Prospects for Care Coordination Measurement Using Electronic Data Sources

Appendix A: Methods of Seeking Input About the Potential for Measuring Care Coordination Using Electronic Data

Our primary means for exploring how care coordination might be measured in novel ways using data from electronic data sources was through discussion with a panel of experts. Details of the panel selection process and discussions are outlined below. We also investigated additional sources that panelists suggested would help inform our discussion, and consulted with additional informants who provided background information and feedback on conclusions from the panel review. We synthesized information learned from all these sources and present results and conclusions in this report.


Panelist Selection

The project team sought to assemble a panel of experts in electronic data sources that might be used today or in the near future to measure care coordination. To identify these experts, we first sought the input of AHRQ, which has an extensive research portfolio in health IT. We received a list of AHRQ-recommended individuals and began our outreach with these potential participants. As we progressed through initial calls and learned of additional potential avenues to explore, we grew the list of individuals we sought to engage in the panel. These additional means of identifying potential panelists included:

  • Association with reports, workgroups, or other materials reviewed as part of our background research.
  • Referrals from other panelists.
  • Referrals from individuals we contacted, but who were unable to participate in the panel themselves.
  • Web research for individuals associated with organizations of interest.
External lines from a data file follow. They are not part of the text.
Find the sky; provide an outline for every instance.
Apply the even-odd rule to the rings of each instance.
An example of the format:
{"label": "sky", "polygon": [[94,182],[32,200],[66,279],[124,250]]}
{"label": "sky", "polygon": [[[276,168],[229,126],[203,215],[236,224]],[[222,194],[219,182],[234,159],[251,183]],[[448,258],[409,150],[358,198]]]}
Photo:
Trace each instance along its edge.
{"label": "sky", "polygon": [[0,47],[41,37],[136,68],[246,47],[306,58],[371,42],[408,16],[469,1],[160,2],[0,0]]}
The following individuals participated in our expert panel review and have agreed to have their names appear in this report.

Table A-1. Expert Panelists and Affiliations

Panelist Position Affiliation
Hunt Blair Deputy Commissioner, Division of Health Reform & State Health Information Technology Coordinator Department of Vermont Health Access
Carmella Bocchino Executive Vice President America's Health Insurance Plans
Keri Christensen, M.S. Senior Policy Analyst, Performance Improvement American Medical Association
Joanne Cuny, R.N., M.B.A. Director, PCPI Measure Testing and Quality Improvement American Medical Association
Aaron N. Cutshall, M.S.C.I.S. Senior Data Architect Indiana Health Information Exchange
Floyd Eisenberg, M.D., M.P.H., FACP Senior Vice President for Health Information Technology National Quality Forum
J. Michael Fitzmaurice, Ph.D., FACMI Senior Science Advisor for Information Technology, Office of the Director Agency for Healthcare Research and Quality
Valerie Fong, R.N., M.S.N. Senior Manager, Care Delivery Transitions Kaiser Permanente
Craig Jones, M.D. Director Vermont Blueprint for Health
Melanie P. Mastanduno, B.S.N., M.P.H. Director, Population Health Measurement The Dartmouth Institute of Health Policy and Clinical Practice
Patrick Miller, M.P.H. Research Associate Professor; Co-Chair, All-Payer Claims Database Council New Hampshire Institute for Health Policy and Practice
Jon D. Morrow, M.D. Senior Medical Leader, Clinical Data Services GE Healthcare
Wilson D. Pace, M.D., FAAFP Professor, Green-Edelman Chair for Practice-based Research University of Colorado School of Medicine
L. Greg Pawlson, M.D., M.P.H. Executive Director of Quality Innovations BlueCross BlueShield Association
Fred Rachman, M.D. CEO Alliance of Chicago Community Health Services
Elizabeth Schofield, B.S.N., M.B.A. Clinical Product Specialist Siemens Medical Solutions
Claudia Steiner, M.D., M.P.H. Research Medical Officer Agency for Healthcare Research and Quality
Paul Tang, M.D., M.S. Chief Innovation and Technology Officer Palo Alto Medical Foundation
Charlene S. Underwood, M.B.A., FHIMSS Senior Director, Government and Industry Affairs Siemens Healthcare

*One individual who was unable to be publicly affiliated with this work represented an additional health IT solutions vendor perspective. Additional panelists who do not appear above represent a payer perspective and national-level involvement and expertise with Meaningful Use.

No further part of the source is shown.